Bei der Arbeit an ihrem Bericht stellten die Forscher fest, dass die Datenlage für den Insektenbestand weltweit schwierig ist. Ein flächendeckendes Monitoring der Bestände gibt es am ehesten für die Honigbienen, die kommerziell gehalten werden. Und da ist in einigen Weltregionen der Bestand in den vergangenen Jahren deutlich gestiegen, weil mehr professionelle Imker Bienenstöcke gekauft und eine Honigproduktion aufgebaut haben. Aber bei Wildbienen sieht die Datenlage schon in Europa und Nordamerika schlecht aus. Für Afrika, Asien oder Südamerika gibt es allenfalls einzelne Studien, bedauerte Potts am Freitag. Nach Auswertung von mehr als 3000 Studien heißt es im IPBES-Bericht nun, dass in Europa neun Prozent der Bienen- und Schmetterlingsarten stark gefährdet sind. Etwa 40 Prozent der Bienenarten sind deutlich zurückgegangen. Auf Inseln sind es im Schnitt etwa 30 Prozent der Bestäuberarten, die auf der Roten Liste stehen oder ohne dort zu stehen stark gefährdet sind. 16,5 Prozent der Nicht-Insektenarten, die als Bestäuber eine Rolle spielen – vor allem Fledermäuse und Vögel – sind demnach gefährdet.

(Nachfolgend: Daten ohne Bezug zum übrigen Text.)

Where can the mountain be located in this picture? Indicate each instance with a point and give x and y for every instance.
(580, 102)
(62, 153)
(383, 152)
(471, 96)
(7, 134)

Eine entscheidende Rolle beim Verlust der Bestäuberarten spielt die intensive Landwirtschaft. Zum einen werden Wälder gerodet, um Ackerflächen zu gewinnen. Es wird Grünland umbrochen, um neue Felder nutzen zu können. Und der Boden wird immer intensiver genutzt. Das heißt, es werden mehr Kunstdünger und mehr Pestizide eingesetzt, oder gleich Gentech-Pflanzen angebaut. All das führt dazu, dass Bestäuber-Insekten große Probleme bekommen, zu überleben. Die Dünger bringen vor allem Ackersaaten hervor, die für Bienen ziemlich uninteressant sind. Sollen sie aber die Apfelbäume weiter bestäuben, deren globaler Wert immerhin bei 33,5 Milliarden Dollar im Jahr liegt, brauchen sie im Sommer auch Blumenwiesen, um ihre Nachkommen durchzubringen und im Folgejahr ihren Job weiter erfüllen zu können. Der massive Einsatz von Unkrautvernichtern reduziert die Vielfalt auf dem Acker weiter und damit die Nahrungsgrundlage für die Bestäuber. Insektizide wirken direkt gegen „Schad“-Insekten häufig aber auch gegen Nützlinge, auch wenn sie nicht immer direkt zum Tod führen. Das ist nach Einschätzung von Settele und seinen Kollegen beispielsweise bei den insektenresistenten Gentech-Maissorten der Fall.
Natürlich spielten auch Neonikotinoide, eine Variante von Insektiziden, mit denen meistens die Samen behandelt werden, und die als bienengefährdend gelten, eine wichtige Rolle in dem Bericht. Endgültige Klarheit über die Schädlichkeit der Chemikalie brachte allerdings auch der IPBES-Bericht nicht, weil es „viele schlechte Studien dazu gibt“, wie Settele sagt. Sicher sei aber, dass diese Insektizide Wildbienen schaden. Dieser Aussage schloss sich auch Christian Maus an, der für Bayer als einer der Autoren am Bericht beteiligt war. Er war einer von zwei Industrievertretern im Autorenkreis.